I just want to see if I understood this. Since the geometric product is associative and so on we can write for two multivectors A and B given by
$A= \alpha_{0}+\alpha_{1}e_{1}+\alpha_{2}e_{2}+\alpha_{3}e_{1}\wedge e_{2}$
$B= \beta_{0}+ \beta_{1}e_{1}+\beta_{2}e_{2}+\beta_{3}e_{1}\wedge e_{2}$
the geometric product multiplication as
$AB=M=\mu_{0}+\mu_{1}e_{1}+\mu_{2}e_{2}+\mu_{3}e_{1}e_{2}$
Where for example $\mu_{0}=\alpha_{0}\beta_{0}+\alpha_{1}\beta_{1}+\alpha_{2}\beta_{2}-\alpha_{3}\beta_{3}$ and so on.
Now let's take an example with simple vectors with numbers like $a = (e_{1}+2e_{2}), a_{1}=(2e_{1}+3e_{2}), a_{2}=(2e_{1}+0e_{2})$
So $aa_{1}= 8- e_1\wedge e_{2}$ Now what if I multiply this with $a_{2}$?

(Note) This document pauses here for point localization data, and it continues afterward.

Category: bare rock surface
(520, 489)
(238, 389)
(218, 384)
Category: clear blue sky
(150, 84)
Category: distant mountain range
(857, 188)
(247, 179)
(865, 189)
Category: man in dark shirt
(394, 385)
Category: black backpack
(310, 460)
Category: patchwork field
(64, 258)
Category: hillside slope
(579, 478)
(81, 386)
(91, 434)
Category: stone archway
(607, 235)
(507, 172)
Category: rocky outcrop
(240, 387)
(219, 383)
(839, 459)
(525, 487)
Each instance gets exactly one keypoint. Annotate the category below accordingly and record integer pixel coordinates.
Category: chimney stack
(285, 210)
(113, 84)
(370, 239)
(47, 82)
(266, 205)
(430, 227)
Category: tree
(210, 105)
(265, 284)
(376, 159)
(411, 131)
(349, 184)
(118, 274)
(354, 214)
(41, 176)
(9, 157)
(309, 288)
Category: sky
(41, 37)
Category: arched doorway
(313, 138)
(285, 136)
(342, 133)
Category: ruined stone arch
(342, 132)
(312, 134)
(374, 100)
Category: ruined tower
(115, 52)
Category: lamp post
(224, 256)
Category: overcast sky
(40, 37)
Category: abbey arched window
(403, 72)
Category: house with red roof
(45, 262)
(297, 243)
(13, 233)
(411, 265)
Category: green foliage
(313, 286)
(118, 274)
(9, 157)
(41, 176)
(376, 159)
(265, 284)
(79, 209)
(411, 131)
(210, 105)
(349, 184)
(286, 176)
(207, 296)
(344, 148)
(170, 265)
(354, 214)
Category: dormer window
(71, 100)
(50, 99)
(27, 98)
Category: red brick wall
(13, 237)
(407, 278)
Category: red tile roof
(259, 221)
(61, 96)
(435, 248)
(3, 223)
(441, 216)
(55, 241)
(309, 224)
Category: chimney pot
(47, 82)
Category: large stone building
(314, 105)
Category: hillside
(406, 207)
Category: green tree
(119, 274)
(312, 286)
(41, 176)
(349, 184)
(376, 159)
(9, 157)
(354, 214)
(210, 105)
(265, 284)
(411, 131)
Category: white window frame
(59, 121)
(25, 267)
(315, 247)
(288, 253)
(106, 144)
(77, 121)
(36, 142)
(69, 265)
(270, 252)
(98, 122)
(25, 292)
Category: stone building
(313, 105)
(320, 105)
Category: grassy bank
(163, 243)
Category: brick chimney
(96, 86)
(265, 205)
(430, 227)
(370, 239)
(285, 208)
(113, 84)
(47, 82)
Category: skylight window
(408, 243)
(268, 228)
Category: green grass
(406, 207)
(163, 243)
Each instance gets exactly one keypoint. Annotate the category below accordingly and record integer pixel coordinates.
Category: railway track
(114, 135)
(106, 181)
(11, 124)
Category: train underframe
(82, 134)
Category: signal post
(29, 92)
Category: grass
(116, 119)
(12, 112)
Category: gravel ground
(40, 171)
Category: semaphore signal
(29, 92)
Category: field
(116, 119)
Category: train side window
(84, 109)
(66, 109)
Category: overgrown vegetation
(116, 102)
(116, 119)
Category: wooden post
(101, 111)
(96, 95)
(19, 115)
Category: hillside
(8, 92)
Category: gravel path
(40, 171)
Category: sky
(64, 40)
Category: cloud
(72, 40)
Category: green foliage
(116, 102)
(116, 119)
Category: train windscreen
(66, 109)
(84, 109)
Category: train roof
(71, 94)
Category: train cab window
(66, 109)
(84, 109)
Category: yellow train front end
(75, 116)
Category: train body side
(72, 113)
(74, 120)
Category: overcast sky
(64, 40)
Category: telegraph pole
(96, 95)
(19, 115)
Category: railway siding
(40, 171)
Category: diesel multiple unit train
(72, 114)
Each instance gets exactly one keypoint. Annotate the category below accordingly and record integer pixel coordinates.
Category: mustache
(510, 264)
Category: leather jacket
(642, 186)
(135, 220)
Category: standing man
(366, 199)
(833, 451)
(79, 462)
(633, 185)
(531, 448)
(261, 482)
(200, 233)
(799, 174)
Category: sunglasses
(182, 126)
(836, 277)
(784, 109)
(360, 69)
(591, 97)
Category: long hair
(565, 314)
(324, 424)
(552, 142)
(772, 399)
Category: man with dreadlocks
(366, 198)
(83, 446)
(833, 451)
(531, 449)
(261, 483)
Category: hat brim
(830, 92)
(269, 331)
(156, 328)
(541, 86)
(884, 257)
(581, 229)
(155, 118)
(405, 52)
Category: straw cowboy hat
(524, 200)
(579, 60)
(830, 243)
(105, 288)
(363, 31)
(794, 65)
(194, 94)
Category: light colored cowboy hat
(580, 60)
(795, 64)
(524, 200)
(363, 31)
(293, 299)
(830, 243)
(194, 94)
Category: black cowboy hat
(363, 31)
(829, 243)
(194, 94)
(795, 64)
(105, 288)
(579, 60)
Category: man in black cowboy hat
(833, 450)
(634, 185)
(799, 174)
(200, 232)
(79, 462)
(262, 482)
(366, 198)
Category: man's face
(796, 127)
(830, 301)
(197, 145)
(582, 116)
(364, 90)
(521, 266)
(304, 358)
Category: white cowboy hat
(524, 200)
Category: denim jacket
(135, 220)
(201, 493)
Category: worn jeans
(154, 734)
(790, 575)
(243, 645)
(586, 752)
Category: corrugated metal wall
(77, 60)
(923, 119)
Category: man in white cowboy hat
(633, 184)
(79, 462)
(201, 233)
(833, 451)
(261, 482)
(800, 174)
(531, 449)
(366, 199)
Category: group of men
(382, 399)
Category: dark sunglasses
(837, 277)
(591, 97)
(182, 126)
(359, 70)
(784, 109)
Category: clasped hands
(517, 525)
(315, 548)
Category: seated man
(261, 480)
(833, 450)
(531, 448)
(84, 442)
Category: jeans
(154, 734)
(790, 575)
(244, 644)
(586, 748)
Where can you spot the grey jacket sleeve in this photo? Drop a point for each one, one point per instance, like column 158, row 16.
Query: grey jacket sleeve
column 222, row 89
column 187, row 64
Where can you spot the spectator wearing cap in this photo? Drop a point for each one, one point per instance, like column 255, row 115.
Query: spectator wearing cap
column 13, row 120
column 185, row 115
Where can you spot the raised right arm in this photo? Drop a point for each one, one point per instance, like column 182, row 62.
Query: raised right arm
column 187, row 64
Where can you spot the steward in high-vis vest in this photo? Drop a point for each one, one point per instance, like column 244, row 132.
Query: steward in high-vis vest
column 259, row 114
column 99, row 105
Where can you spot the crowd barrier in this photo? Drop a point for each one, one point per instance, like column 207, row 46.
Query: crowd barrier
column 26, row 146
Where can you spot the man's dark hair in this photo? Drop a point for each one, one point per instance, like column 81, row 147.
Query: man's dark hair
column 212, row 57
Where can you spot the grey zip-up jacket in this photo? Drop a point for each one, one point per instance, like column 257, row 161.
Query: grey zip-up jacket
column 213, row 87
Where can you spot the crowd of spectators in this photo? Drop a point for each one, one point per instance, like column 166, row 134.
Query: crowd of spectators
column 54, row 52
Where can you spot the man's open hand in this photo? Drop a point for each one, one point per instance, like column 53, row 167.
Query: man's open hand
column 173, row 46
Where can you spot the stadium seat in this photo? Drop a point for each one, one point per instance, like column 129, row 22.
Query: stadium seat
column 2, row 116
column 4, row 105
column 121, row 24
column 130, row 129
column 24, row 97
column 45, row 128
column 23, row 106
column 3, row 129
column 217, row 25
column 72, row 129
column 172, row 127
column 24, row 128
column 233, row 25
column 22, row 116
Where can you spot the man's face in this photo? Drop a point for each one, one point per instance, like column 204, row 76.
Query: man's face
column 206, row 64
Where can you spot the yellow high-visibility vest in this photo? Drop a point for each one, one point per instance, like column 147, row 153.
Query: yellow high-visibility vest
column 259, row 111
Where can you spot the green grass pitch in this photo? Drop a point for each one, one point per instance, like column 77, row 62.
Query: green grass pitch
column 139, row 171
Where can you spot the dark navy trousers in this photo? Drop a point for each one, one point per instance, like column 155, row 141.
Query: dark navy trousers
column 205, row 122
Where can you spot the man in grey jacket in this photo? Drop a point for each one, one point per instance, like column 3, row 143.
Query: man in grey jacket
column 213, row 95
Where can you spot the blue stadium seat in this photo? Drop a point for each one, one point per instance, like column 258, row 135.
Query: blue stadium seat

$(8-e_{1}\wedge e_{2})(2e_{1})$? Is it just $16e_{1}-(e_{1}\wedge e_{2})(2e_{1})$ ? My logic behind this is that one can symbolically (GP) multiply multivectors and then opens up his list with like 20 different products (vector/bivector, bivector/bivector, trivector/bivector ect.) or something and then evaluates each of the products? Is this right?
EDIT: I just saw lmsteffan's comment. It seems that you probably did mean for $e_3$ to be $e_2$, in which case your calculation is correct. Oops. Oh, well.
I don't know how you got the result you did from the product of your vectors, but it's wrong. The thing that should really help you out is that the geometric product is distributive. That along with associativity, and a few other important things like that orthogonal vectors commute under this product, let's us figure out how to calculate it.
So let's consider your vectors $a = (e_{1}+2e_{2}), a_{1}=(2e_{1}+3e_{3})$. Their product is then $$aa_1 = (e_{1}+2e_{2})(2e_{1}+3e_{3})=(e_1)(2e_1)+(e_1)(3e_3)+(2e_2)(2e_1)+(2e_2)(3e_3)=2(e_1e_1)+3(e_1e_3)+4(e_2e_1)+6(e_2e_3) = 2(e_1 \cdot e_1)+3(e_1\wedge e_3)-4(e_1 \wedge e_2)+6(e_2 \wedge e_3)=2-4(e_1 \wedge e_2)+3(e_1\wedge e_3)+6(e_2 \wedge e_3)$$This is the answer, but let's go further. $$=(2+0+0)+e_1\wedge(-4e_2+3e_3) + (2e_2)\wedge (3 e_3)=(e_{1}+2e_{2})\cdot (2e_{1}+3e_{3}) + (e_{1}+2e_{2})\wedge (2e_{1}+3e_{3})$$ Notice that this last equation says that $aa_1 = a\cdot a_1 + a\wedge a_1$. This is called the Fundamental Identity of Geometric Algebra (for vectors). Now you should be able to see how to multiply this by $a_2$.
Note that I've assumed that your $e_i \bot e_j$ for $i\ne j$ and that $e_i \cdot e_i = 1$ for all $i$. The product gets a little more interesting if that isn't necessarily the case.